I was in a discussion group this week where I met a kindred spirit who has spent the last twenty years sharing the experience of the death from breast cancer of her beloved daughter in a busy A and E department. She too feels frustrated that she has been having the same conversation for 20 years but little has changed in terms of person and family centred care.

In a few days it will be the anniversary of Seth’s death and until 2020 I would  never have believed that I would one day say that we had the luxury of 33 days together.33 days to help us both adjust to the news that Seth was going to die, but now after  the devastation of 2020 and into 2021, the pandemic has re calibrated my experience. Now 33 days feels like a privilege, a luxury, 33 days to talk, to plan, to discuss, to keep the most precious of personal connections. It breaks my heart to think of all the people who have experienced dying, death, bereavement and now ongoing grief because of the pandemic. These families were not afforded the luxury of 33 days.

After the focus on dying, death, grief and bereavement that the pandemic has imposed on us, NOW is the time, NOW is the time for things to change.

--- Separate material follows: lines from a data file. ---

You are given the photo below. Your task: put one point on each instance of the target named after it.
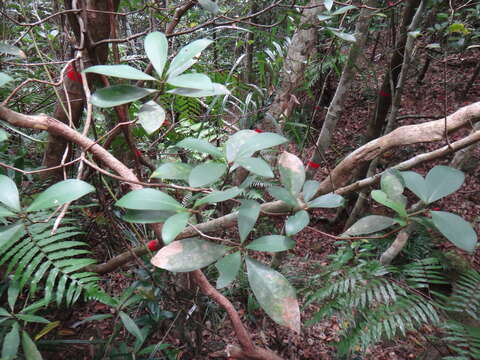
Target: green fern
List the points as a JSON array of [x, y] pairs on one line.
[[34, 255]]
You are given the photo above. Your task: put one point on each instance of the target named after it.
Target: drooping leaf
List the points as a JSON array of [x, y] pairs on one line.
[[149, 199], [200, 145], [247, 217], [151, 116], [369, 225], [61, 193], [173, 171], [292, 172], [296, 223], [9, 193], [120, 71], [455, 229], [217, 89], [174, 226], [228, 268], [187, 56], [256, 166], [192, 81], [382, 198], [271, 243], [283, 194], [156, 48], [274, 294], [188, 255], [310, 188], [259, 141], [205, 174], [219, 196], [118, 95], [327, 201]]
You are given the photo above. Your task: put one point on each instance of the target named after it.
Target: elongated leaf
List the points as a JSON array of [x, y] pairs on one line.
[[219, 196], [149, 199], [151, 116], [173, 171], [29, 348], [118, 95], [174, 226], [259, 142], [256, 166], [455, 229], [442, 181], [228, 268], [271, 243], [247, 217], [61, 193], [131, 325], [188, 255], [156, 48], [369, 225], [296, 223], [192, 81], [120, 71], [217, 89], [327, 201], [292, 172], [205, 174], [9, 193], [274, 294], [11, 342], [200, 145], [187, 56]]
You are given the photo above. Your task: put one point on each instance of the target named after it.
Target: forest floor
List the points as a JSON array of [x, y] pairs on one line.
[[312, 250]]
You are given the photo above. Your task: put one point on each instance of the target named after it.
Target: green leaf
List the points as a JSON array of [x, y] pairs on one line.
[[192, 81], [455, 229], [247, 217], [292, 172], [369, 225], [209, 5], [296, 223], [156, 48], [118, 95], [228, 268], [259, 142], [9, 193], [235, 143], [61, 193], [151, 116], [217, 89], [382, 198], [4, 78], [29, 348], [188, 255], [173, 171], [187, 56], [205, 174], [274, 294], [149, 199], [442, 181], [327, 201], [256, 166], [11, 342], [219, 196], [120, 71], [283, 194], [271, 243], [174, 226], [131, 326], [200, 145], [310, 188]]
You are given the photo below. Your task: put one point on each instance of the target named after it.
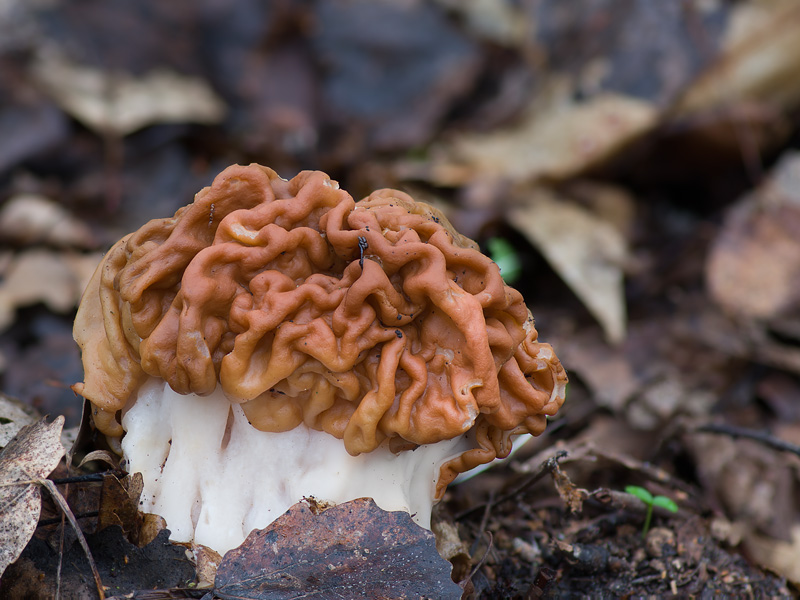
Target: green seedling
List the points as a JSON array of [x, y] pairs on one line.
[[651, 501], [503, 253]]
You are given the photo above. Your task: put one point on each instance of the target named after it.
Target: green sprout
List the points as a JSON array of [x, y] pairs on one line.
[[651, 501], [503, 253]]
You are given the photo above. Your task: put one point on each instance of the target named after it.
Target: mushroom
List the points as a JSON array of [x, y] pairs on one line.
[[275, 340]]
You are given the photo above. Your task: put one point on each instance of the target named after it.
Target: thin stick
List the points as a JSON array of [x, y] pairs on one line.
[[62, 504], [545, 468], [759, 436]]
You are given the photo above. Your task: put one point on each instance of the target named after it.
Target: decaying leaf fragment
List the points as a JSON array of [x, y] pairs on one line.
[[353, 550], [33, 454], [587, 252], [753, 268], [14, 415], [118, 103], [559, 138]]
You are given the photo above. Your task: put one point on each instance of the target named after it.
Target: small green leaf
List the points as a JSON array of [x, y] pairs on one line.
[[503, 253], [666, 503], [640, 493]]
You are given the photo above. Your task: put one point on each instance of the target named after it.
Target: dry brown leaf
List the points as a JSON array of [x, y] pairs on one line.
[[559, 138], [754, 264], [34, 219], [779, 556], [14, 415], [760, 61], [352, 550], [119, 104], [56, 279], [32, 455], [587, 252]]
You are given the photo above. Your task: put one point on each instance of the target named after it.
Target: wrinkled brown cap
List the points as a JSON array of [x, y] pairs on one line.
[[369, 320]]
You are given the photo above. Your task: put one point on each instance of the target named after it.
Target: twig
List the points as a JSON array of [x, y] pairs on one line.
[[88, 478], [484, 521], [546, 468], [87, 515], [479, 564], [759, 436], [62, 504]]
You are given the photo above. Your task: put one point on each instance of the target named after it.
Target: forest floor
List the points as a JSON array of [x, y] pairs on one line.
[[638, 163]]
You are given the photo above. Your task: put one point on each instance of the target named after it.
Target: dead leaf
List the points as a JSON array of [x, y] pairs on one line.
[[760, 61], [14, 415], [753, 267], [587, 252], [118, 103], [572, 495], [119, 504], [56, 279], [32, 454], [779, 556], [32, 219], [559, 138], [353, 550]]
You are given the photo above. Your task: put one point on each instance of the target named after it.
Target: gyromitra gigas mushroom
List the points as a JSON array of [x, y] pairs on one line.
[[276, 339]]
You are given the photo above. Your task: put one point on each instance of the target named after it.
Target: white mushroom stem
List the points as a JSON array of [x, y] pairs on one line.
[[214, 477]]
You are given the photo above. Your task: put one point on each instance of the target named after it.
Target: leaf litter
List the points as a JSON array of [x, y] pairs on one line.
[[675, 312]]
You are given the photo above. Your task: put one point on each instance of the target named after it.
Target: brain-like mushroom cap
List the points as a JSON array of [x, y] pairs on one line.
[[370, 320]]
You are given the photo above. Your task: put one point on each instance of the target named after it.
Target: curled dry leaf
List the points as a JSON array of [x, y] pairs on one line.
[[587, 252], [33, 454], [119, 104], [14, 415], [760, 61], [559, 138], [34, 219], [779, 556], [753, 268], [56, 279], [353, 550]]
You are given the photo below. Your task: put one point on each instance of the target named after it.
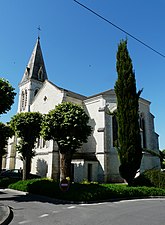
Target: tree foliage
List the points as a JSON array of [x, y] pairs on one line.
[[130, 151], [67, 124], [5, 133], [6, 96], [27, 127]]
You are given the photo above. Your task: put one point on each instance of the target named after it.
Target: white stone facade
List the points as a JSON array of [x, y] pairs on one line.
[[97, 160]]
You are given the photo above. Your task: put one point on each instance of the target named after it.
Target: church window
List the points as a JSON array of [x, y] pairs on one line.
[[40, 73], [89, 172], [45, 99], [142, 130], [36, 91], [22, 100], [114, 131], [25, 98]]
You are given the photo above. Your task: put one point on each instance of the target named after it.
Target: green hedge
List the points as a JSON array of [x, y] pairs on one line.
[[151, 178], [5, 182]]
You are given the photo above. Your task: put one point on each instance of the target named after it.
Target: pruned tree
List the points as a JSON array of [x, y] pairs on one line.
[[27, 127], [129, 150], [5, 133], [67, 124], [7, 95]]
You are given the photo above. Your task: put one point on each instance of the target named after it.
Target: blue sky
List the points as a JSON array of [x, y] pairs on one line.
[[79, 48]]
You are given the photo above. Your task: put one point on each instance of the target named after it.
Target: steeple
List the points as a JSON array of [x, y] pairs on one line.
[[36, 67], [33, 79]]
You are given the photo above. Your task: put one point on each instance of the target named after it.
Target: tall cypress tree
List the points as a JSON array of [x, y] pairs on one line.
[[129, 150]]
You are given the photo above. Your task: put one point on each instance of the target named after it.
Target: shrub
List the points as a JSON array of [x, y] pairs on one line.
[[5, 182], [151, 178]]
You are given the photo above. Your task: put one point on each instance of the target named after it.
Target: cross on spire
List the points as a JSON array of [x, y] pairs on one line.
[[39, 31]]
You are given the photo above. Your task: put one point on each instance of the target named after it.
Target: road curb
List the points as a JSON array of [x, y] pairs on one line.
[[7, 215]]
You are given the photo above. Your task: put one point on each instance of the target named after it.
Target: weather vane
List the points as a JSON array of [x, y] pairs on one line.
[[39, 30]]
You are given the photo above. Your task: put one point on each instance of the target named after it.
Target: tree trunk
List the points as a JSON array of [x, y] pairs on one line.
[[26, 167], [65, 165]]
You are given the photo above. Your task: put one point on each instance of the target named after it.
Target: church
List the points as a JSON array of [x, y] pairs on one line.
[[97, 160]]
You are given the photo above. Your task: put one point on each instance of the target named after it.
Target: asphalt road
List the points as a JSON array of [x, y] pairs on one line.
[[30, 210]]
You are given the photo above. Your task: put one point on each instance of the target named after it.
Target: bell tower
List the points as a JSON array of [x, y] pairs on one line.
[[33, 79]]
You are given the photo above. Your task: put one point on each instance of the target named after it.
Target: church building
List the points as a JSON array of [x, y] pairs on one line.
[[96, 160]]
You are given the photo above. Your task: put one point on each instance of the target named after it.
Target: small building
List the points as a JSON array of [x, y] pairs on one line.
[[97, 160]]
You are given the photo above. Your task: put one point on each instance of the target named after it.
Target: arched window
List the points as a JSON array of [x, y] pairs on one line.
[[25, 98], [36, 91], [22, 100], [40, 73], [115, 131]]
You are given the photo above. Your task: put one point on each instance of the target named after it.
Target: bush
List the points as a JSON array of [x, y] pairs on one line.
[[151, 178], [5, 182]]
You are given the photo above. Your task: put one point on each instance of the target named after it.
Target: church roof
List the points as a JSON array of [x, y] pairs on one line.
[[69, 93], [36, 67]]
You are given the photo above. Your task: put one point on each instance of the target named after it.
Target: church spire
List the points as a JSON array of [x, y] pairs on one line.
[[36, 67]]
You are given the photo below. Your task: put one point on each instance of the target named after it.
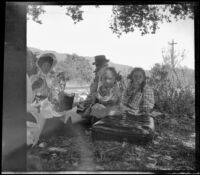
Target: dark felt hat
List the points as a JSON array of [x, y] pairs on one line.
[[100, 59]]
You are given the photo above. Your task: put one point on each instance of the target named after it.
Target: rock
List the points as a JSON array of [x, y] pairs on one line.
[[75, 164], [98, 167], [44, 154], [174, 122], [42, 145], [54, 149]]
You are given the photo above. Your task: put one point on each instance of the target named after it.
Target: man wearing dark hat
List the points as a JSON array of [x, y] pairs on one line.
[[101, 63]]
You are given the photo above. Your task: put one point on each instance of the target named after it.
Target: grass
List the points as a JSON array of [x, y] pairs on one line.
[[171, 149]]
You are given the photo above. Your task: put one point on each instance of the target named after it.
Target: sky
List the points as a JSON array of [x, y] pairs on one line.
[[92, 36]]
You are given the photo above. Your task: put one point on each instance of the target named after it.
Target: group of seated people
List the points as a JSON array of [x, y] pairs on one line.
[[108, 95]]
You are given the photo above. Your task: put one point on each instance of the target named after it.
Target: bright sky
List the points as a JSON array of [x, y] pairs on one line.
[[92, 36]]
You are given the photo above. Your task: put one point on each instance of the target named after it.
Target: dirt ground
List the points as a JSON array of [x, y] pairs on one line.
[[173, 148]]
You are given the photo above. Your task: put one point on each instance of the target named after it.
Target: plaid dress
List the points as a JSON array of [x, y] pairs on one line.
[[137, 100], [108, 96]]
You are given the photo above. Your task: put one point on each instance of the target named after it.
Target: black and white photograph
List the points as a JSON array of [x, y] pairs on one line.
[[105, 88]]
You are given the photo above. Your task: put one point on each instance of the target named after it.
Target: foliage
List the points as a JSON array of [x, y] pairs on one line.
[[35, 11], [127, 18], [168, 151]]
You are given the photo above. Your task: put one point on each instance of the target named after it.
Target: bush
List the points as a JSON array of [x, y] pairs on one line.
[[168, 97]]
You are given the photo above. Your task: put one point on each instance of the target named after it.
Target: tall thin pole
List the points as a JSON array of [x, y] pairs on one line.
[[172, 53]]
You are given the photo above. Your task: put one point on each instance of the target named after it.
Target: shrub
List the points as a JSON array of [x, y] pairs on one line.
[[168, 97]]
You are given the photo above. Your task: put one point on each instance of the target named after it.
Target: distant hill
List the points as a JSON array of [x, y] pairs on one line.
[[124, 69], [80, 68]]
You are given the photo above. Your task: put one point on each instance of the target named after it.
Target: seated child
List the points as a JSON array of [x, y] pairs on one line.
[[138, 97]]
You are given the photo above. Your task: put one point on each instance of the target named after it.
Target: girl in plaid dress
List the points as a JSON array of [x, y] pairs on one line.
[[138, 97]]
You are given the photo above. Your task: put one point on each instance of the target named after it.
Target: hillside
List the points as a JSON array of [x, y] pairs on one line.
[[80, 69]]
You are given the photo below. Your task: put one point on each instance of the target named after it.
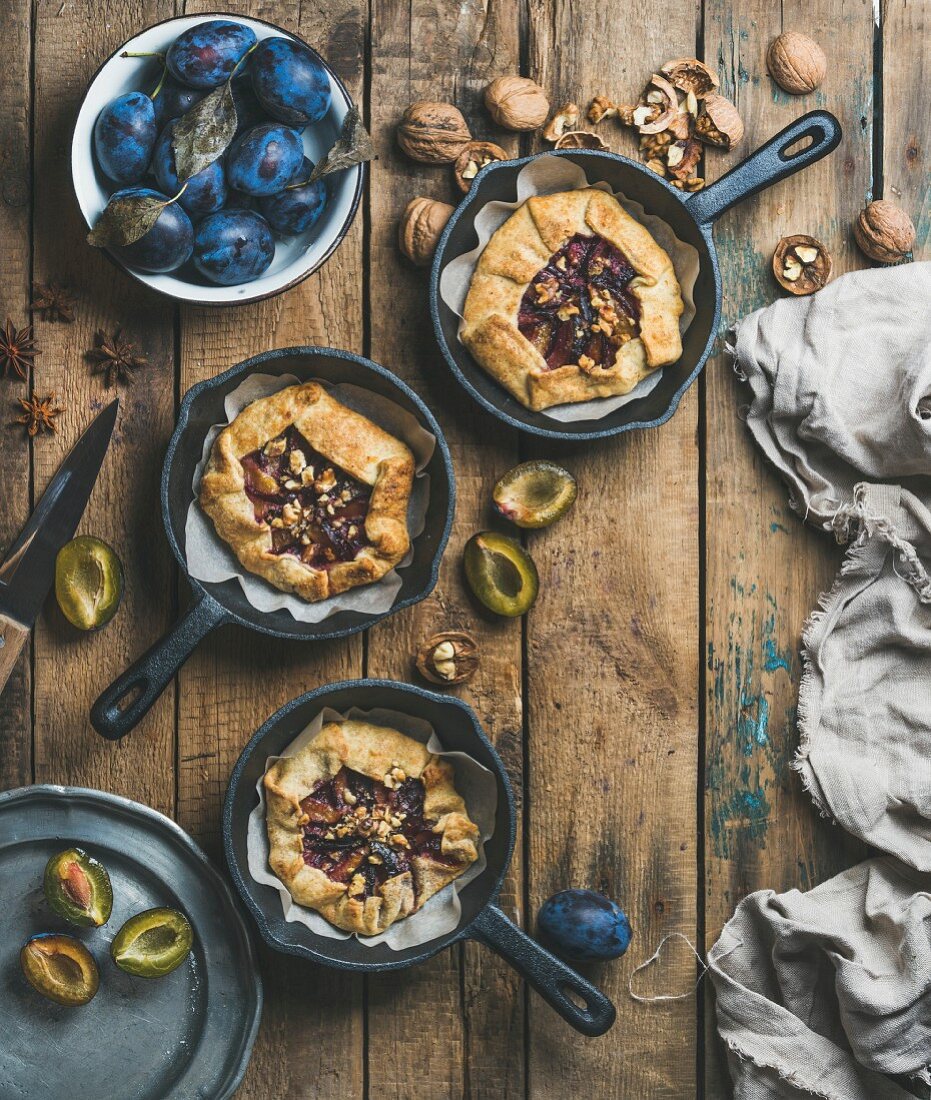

There are so many people with lived experience of palliative care via their life limiting illness and sadly there are now 1000s of people who have experienced traumatic death in the last year.  As well as an army of people who have lived experiences of the death of their loved ones, who have been working for years to improve things based on those pre pandemic experiences.

NOW is the time to act.  To bring forward that lived experience, to support people in a respectful manner, to really listen, respond and ACT on experiences, to reflect on the impact and value of that lived experience and most of all for people with passion and desire to improve dying, death, grief and bereavement to come together.